Interview

Sophia Epstein

28 March 2018

How PepsiCo is using predictive analytics to streamline product development 

PepsiCo is working with tech startup Black Swan to use machine learning to predict and respond to emerging trends.

At an open house session during MRS Impact Week, James Howarth, strategic insights director at PepsiCo, explained how they’d used Black Swan’s predictive analytics to develop new flavours of Sensations crisps. Black Swan’s Trendscope uses social and historical data to identify what ingredients are currently trending, and predict which ones will scale in the next six to 12 months. 

PepsiCo used the Trendscope to help pick out the new Sensations flavours. They have yet to launch, but when they were tested with a group of consumers, the test scores were much higher than usual. So high that PepsiCo didn’t have to go back to the drawing board, alter the recipes to cater to the feedback and re-test them, as it usually has to. Instead, it could move onto the next stage, cutting the development time in half.

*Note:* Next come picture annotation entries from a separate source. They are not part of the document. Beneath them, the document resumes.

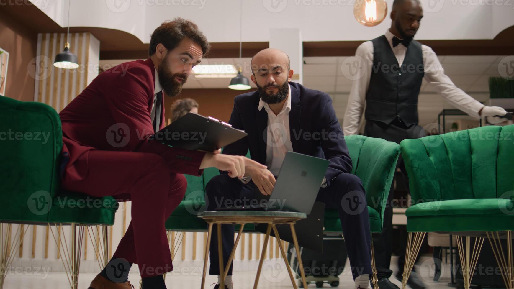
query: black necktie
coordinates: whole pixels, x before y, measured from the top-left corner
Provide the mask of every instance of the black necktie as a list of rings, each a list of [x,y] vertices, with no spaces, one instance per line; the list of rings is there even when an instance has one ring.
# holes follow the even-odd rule
[[[393,47],[396,47],[398,46],[398,44],[401,43],[403,45],[403,46],[408,47],[409,45],[411,44],[411,39],[400,39],[396,36],[394,36],[393,37]]]
[[[157,100],[155,102],[155,117],[154,118],[154,127],[155,132],[159,131],[159,127],[160,126],[160,113],[161,106],[162,105],[162,92],[159,91],[155,95]]]

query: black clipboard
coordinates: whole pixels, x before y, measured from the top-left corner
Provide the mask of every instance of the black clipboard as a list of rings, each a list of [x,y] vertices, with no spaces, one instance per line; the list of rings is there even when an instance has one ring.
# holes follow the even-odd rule
[[[248,135],[225,122],[189,112],[157,131],[153,139],[174,147],[214,151]]]

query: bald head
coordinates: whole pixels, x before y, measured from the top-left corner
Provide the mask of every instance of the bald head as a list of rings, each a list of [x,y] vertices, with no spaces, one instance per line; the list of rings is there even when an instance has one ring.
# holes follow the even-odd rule
[[[398,9],[399,7],[401,6],[406,2],[414,2],[415,4],[418,6],[421,6],[421,3],[419,2],[419,0],[394,0],[393,2],[393,9],[391,11],[395,11]]]
[[[250,66],[252,68],[252,73],[254,75],[257,71],[263,68],[262,67],[270,64],[274,65],[267,68],[268,70],[272,70],[276,66],[274,65],[283,66],[283,68],[287,70],[291,69],[291,61],[287,53],[276,48],[266,48],[257,52],[257,54],[252,57],[251,62],[250,63]]]
[[[403,39],[412,39],[423,18],[423,8],[419,0],[395,0],[391,11],[390,31]]]

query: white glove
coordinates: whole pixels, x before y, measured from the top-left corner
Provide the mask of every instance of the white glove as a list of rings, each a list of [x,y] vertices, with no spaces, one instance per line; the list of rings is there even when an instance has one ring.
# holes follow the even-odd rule
[[[499,106],[484,106],[482,111],[482,116],[486,117],[487,122],[491,124],[496,124],[505,121],[505,119],[495,115],[505,115],[506,114],[507,111]]]
[[[482,117],[494,117],[495,115],[505,115],[507,111],[499,106],[484,106],[482,108]]]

So, while PepsiCo doesn’t yet know whether the crisps will sell better than others, the predictive analytics has already saved the brand time and money.

We spoke to Howarth and Black Swan Data co-founder Hugo Amos, to find out how the companies are working together and what impact it’s had on both internal culture and business success. 

Why did you think it was important to use data and predictive analytics at PepsiCo?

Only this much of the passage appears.